Change a Behavior if You Want to Change a Result

English: A collage of an image modified with 1...

English: A collage of an image modified with 16 different Instagram filters (Photo credit: Wikipedia)

I started 2017 will a couple of posts about reinvention (here and here). Fittingly, Recode published a look into Instagram’s reinvention. The story goes that a few years ago, Instagram was seeing a dip in sharing and engagement on their platform. Driving this change was the mass of brands and celebrities sharing and promoting as much as they can, lowering the quality of friend and family interaction Instagram became known for; the user experience they set out to create with Instagram.

To counter this challenge, Instagram co-founder and CEO, Kevin Systrom, decided to take matters into his own hands to catalyze change. It all started with questioning assumptions:

“[There was] a change in philosophy internally of not being too precious about what got us here,” Systrom explained. “I learned a lesson from watching other companies who held onto things too long. If you look at the history of companies that have succeeded and the ones that have failed, there’s a pretty clear pattern that the ones that have succeeded typically morph every couple of years into something new. And that change is fairly uncomfortable.”
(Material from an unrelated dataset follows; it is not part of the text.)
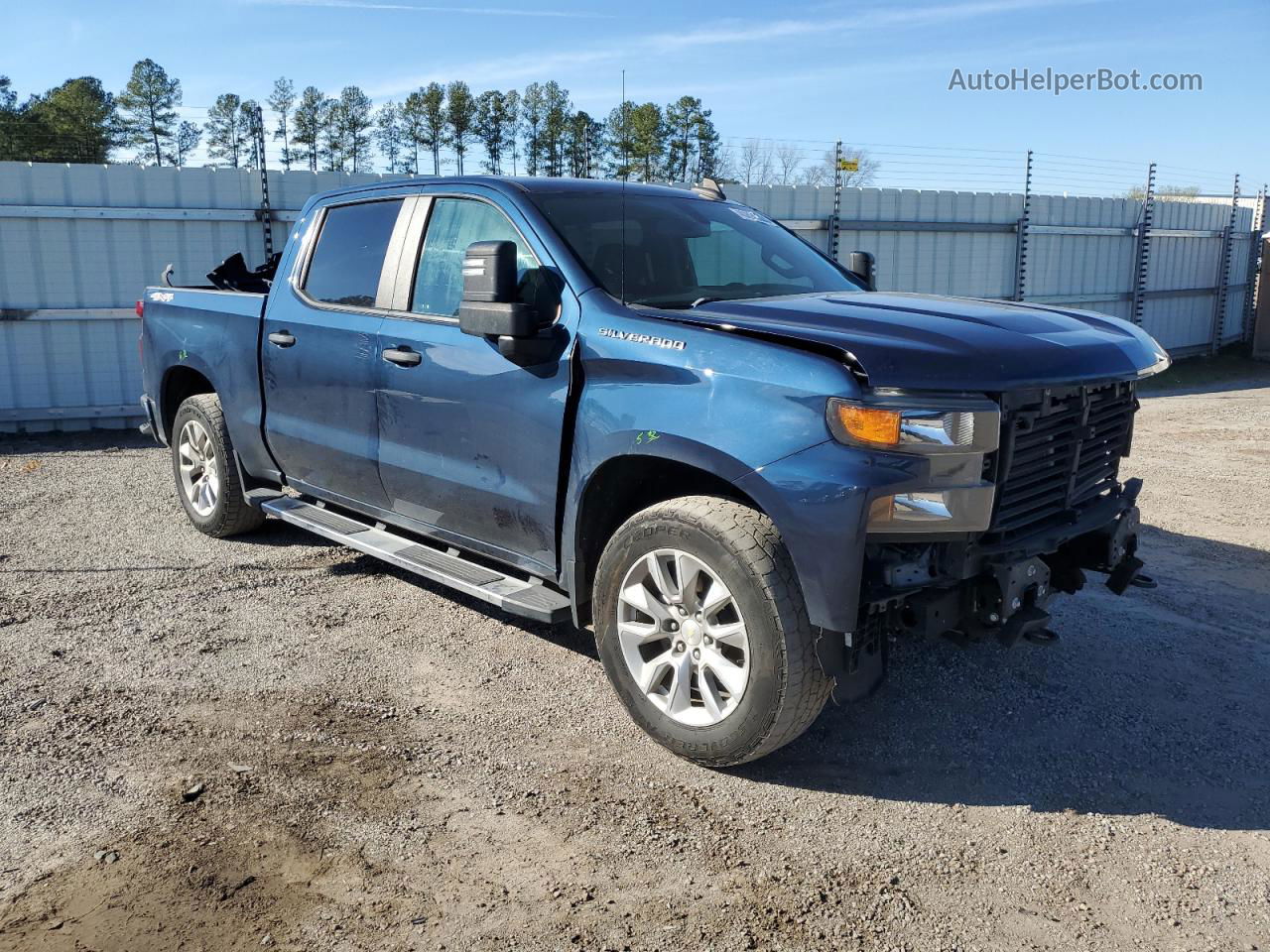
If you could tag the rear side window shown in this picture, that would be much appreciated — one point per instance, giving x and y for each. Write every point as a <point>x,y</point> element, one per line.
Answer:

Change is hard because something is always left behind

Change and innovation is about subtraction, you have to lose in order to gain. More importantly, working to prevent change makes you an obstacle, not a leader.

There are various reasons why people resist new technologies, the main one is loss aversion. Similarly, leaders and their organizations resist change because they’re afraid of losing what got them to their present point.

Fear of losing is such a deep trigger that risk-averse leaders ask, “what will we lose if this doesn’t work?” Bold leaders, on the other hand, ask, “what will we lose if we don’t change?”

The distinction is clear: Smart leaders reframe change as an opportunity.

And an opportunity it is, because change is the only constant; especially in a world where technology is transforming every industry. Challenging startups understand this intuitively, because they don’t start their journey from a “nothing to lose, everything to gain” mindset.

Framing change as an opportunity changes your potential results, because it forces you to shift your perspective and change your behavior. The leaders, and organizations, best suited to changing themselves are learners; they question assumptions and challenge the status quo.

Bottom line: Changing before you have to is the real challenge of leadership. Smart and innovative leaders, the ones that morph themselves and their organizations, do so by understanding that what got you here won’t get you there, facing the facts and challenging assumptions.